Ms Modini has worked at the program for more than three years, and has cast her colleagues in her film, The Moths Will Eat Them Up.
“The best possible protection women have against men’s violence in our community is other women, because other women are out there working the services, providing the support, doing all of that sort of thing,” Ms Modini said.
“And so the women featured in the film apart from the lead actor, are women who work in those violence against women services.
“Three of the women on the train work for R4Respect in Logan.
“I wanted to give them a nod because they get overlooked all the time.”
The Moths Will Eat Them Up recently won the Dendy Award for Best Live Action Australian Short Film and the Rouben Mamoulian Award for Best Director at Sydney Film Festival 2022.
This accompanies their recent nomination for an AACTA Award for Best Short Film (2022) and an AWGIE Award for outstanding writing achievements.
The film will be screening in Queensland at the Heart Of Gold Short Film Festival in late October and is currently touring as part of the Sydney Travelling Film Festival.
Inspired by true-life events, Ms Modini’s personal experience on a train ride home one night led her to write and co-direct the film which has garnered international praise via film festivals around the world.
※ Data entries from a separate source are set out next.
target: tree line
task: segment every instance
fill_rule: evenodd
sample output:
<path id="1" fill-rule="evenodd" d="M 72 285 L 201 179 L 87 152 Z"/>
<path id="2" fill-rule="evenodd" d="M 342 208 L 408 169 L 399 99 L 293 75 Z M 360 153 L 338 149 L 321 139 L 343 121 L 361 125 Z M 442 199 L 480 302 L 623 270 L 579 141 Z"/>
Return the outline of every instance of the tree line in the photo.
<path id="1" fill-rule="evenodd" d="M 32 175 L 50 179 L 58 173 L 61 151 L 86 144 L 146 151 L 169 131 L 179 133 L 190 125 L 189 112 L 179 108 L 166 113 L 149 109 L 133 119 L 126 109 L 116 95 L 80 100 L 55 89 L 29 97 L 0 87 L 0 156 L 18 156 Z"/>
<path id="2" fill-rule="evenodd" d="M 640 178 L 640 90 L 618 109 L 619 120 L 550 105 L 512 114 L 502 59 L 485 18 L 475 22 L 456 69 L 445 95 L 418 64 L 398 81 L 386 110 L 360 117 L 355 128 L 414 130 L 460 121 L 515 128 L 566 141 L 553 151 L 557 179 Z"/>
Co-directed by filmmaker Luisa Martiri, the psychological thriller explores the deep-seated fears women live with every day and how some men choose to be bystanders – ignoring other men’s violence as ‘none of their business’.
What should have been a simple train ride home at night for a woman turns into a terrifying game of cat and mouse until an unforeseen force is summoned.
“It’s actually based on something that happened to me on a train,” Ms Modini said.
“We took that idea and we wanted to make the film as entertaining as we possibly could so we could cast a wider net to get people in to look at this issue who may usually shut down when they see issues about violence against women or intimidation against women.”
Ms Modini said the goal is to not only entertain, but to have the viewer experience what it feels like to be a woman travelling alone at night in contemporary society.
“We went in to make the best possible film that we could about this subject, that’s why it’s in a thriller style, to hopefully keep everybody engaged.”
“I’ve had several men come up to me after screenings and say, ‘Is that really how women feel? Are women actually doing these constant risk assessments?’ and we are at night, and sometimes we don’t even know we’re doing it.
“I hope people who have never thought about that perspective, it actually goes ding in their head.
“And I hope some men, the next time they’re walking behind a woman without any intent, realise that maybe they should pull back a little bit, because maybe she’s doing a risk assessment in her head and is looking over her shoulder thinking, am I being followed at this point?
“And to use art, to get the message out to a wider audience is really what I would like to do with it.”